Search code examples
c#garbage-collection

How to avoid garbage collation problems when dealing with large in memory lists in c#


We had some problems with SQL performance with our article-tags relationships, so we have decided to keep our article/tags in-memory, which gave us significant boost, but it's now causing us headaches with garbage collection when entire lists are removed and replaced with new one (3m + records).

Here is a piece of code:

private readonly IContextCreator _contextCreator;
private volatile  static List<TagEngineCacheResponse> _cachedList = new List<TagEngineCacheResponse>();
private readonly int KEYWORD_GROUP_NAME = 1;
private static BitmapIndex.BitmapIndex _bitMapIndex = new BitmapIndex.BitmapIndex();

public TagEngineService(IContextCreator contextCreator)
{
    _contextCreator = contextCreator;
}

public async Task RepopulateEntireCacheAsync()
{

    using (var ctx = _contextCreator.PortalContext())
    {

        var cmd = ctx.Database.Connection.CreateCommand();
        cmd.CommandText = BASE_SQL_QUERY;

        await ctx.Database.Connection.OpenAsync();
        var reader = await cmd.ExecuteReaderAsync();

        var articles = ((IObjectContextAdapter)ctx)
            .ObjectContext
            .Translate<TagEngineCacheResponse>(reader).ToList();

        //recreate bitmap indexes
        BitmapIndex.BitmapIndex tempBitmapIndex = new BitmapIndex.BitmapIndex();
        int recordRow = 0;
        foreach (var record in articles)
        {
            tempBitmapIndex.Set(new BIKey(KEYWORD_GROUP_NAME, record.KeywordId), recordRow);
            recordRow++;
        }

        
        _cachedList = articles;
        _bitMapIndex = tempBitmapIndex;

       
    }

}

Class definition:

public class TagEngineCacheResponse
{
    public int ArticleId { get; set; }
    public int KeywordId { get; set; }
    public DateTime PublishDate { get; set; }
    public int  ViewCountSum { get; set; }
}

As you can see, when cache is recreated, _cachedList is replaced with a new list, and old one is prepared to be garbage collected. At this point, cpu time for GC jumps to 60-90% for 2-3 seconds.

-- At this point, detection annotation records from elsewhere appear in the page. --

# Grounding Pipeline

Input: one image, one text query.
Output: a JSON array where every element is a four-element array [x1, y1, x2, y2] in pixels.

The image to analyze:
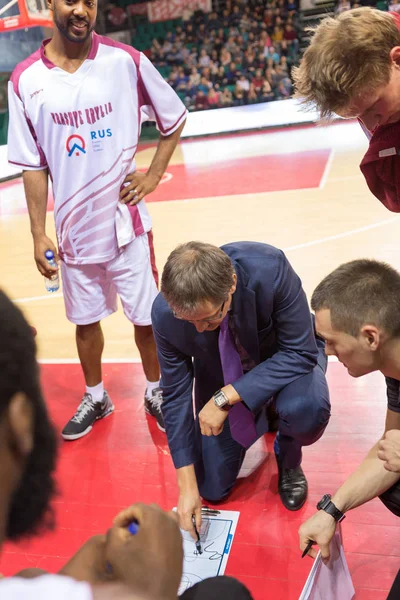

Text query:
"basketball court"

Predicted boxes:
[[0, 122, 400, 600]]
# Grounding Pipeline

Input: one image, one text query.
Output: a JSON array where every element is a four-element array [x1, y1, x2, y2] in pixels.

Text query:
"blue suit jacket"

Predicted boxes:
[[152, 242, 318, 468]]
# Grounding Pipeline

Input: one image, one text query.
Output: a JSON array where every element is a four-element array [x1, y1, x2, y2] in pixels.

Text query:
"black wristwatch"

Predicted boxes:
[[213, 390, 232, 410], [317, 494, 346, 523]]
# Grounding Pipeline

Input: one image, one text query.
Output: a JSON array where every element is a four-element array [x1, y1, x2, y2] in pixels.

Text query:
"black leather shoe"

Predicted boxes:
[[276, 457, 308, 510]]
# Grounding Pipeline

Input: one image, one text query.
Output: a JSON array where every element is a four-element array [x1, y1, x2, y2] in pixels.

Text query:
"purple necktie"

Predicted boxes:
[[218, 315, 258, 448]]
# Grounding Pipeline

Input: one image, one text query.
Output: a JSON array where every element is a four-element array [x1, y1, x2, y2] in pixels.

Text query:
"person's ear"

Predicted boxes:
[[390, 46, 400, 67], [7, 392, 34, 457], [360, 325, 382, 352]]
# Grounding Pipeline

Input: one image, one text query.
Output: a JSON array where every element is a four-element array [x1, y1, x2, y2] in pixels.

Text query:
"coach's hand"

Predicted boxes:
[[378, 429, 400, 473], [33, 235, 60, 279], [198, 398, 228, 436], [178, 485, 202, 540], [299, 510, 336, 562], [119, 171, 160, 206]]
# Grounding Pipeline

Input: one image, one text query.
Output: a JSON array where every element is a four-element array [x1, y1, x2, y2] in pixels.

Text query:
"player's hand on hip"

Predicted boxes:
[[299, 510, 336, 562], [378, 429, 400, 473], [198, 398, 228, 437], [178, 488, 201, 540], [119, 171, 160, 206], [105, 504, 183, 600], [33, 235, 60, 279]]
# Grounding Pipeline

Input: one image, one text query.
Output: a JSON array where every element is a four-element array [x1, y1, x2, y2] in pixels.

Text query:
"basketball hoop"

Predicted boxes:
[[0, 0, 53, 33]]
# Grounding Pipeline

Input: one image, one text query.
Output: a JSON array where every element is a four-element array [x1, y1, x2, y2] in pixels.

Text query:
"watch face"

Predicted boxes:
[[214, 394, 227, 406], [317, 494, 332, 510]]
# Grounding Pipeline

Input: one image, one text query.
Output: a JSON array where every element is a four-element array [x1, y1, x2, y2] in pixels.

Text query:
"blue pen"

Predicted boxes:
[[106, 521, 139, 573]]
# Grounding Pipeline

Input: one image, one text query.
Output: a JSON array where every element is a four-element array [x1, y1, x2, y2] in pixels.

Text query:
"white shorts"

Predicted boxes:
[[61, 231, 158, 325]]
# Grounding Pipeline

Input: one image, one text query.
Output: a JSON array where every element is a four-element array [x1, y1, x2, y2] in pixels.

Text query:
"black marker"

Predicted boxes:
[[192, 515, 203, 554], [301, 540, 315, 558]]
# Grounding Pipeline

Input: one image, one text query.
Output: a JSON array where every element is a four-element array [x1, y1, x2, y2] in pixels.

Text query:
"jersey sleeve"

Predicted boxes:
[[139, 53, 187, 135], [7, 78, 47, 171]]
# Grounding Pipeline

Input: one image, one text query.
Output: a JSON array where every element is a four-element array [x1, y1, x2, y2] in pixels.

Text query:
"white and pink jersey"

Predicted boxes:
[[8, 33, 187, 264]]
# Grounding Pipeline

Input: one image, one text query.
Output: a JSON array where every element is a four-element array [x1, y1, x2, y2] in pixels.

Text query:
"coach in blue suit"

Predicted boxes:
[[152, 242, 330, 535]]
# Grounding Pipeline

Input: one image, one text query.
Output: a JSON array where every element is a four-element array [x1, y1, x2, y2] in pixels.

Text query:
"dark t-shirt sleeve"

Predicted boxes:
[[386, 377, 400, 413]]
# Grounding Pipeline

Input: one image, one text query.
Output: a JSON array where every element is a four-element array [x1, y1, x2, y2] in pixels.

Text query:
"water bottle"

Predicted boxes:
[[44, 250, 60, 292]]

Are there any ideas how to improve this piece of code to avoid GC problems?


Solution

  • I would guess the list would take about 44 bytes per object, or ~130Mb for 3m objects. This is a bit on the large side, but not incredibly so.

    Some suggestions:

    The list is well over the 87k limit for the small object heap (SOH), so it will be allocated on the large object heap (LOH). This is only collected in gen 2 and gen 2 collections can be expensive. To avoid this it is recommended to avoid de-allocation of gen2 objects as much as possible, i.e. allocate them once and then reuse them as much as possible.

    You could fetch the list from the database in smaller chunks and update the list in place. Make sure each chunk is within the limit of the SOH. You might consider either locking the list to ensure it is not accessed while updating, or keep two alternating lists where you update one and then switch the 'active' list.

    You are using a class for the TagEngineCacheResponse, this will cause a great deal of objects to be allocated. While these are small enough to fit on the SOH, they may, if you are unlucky, survive long enough to be put on gen 2 heap. While GC time is not greatly affected by un-referenced objects, it might still be better to use a value type and avoid the problem. Profile to make sure it actually helps.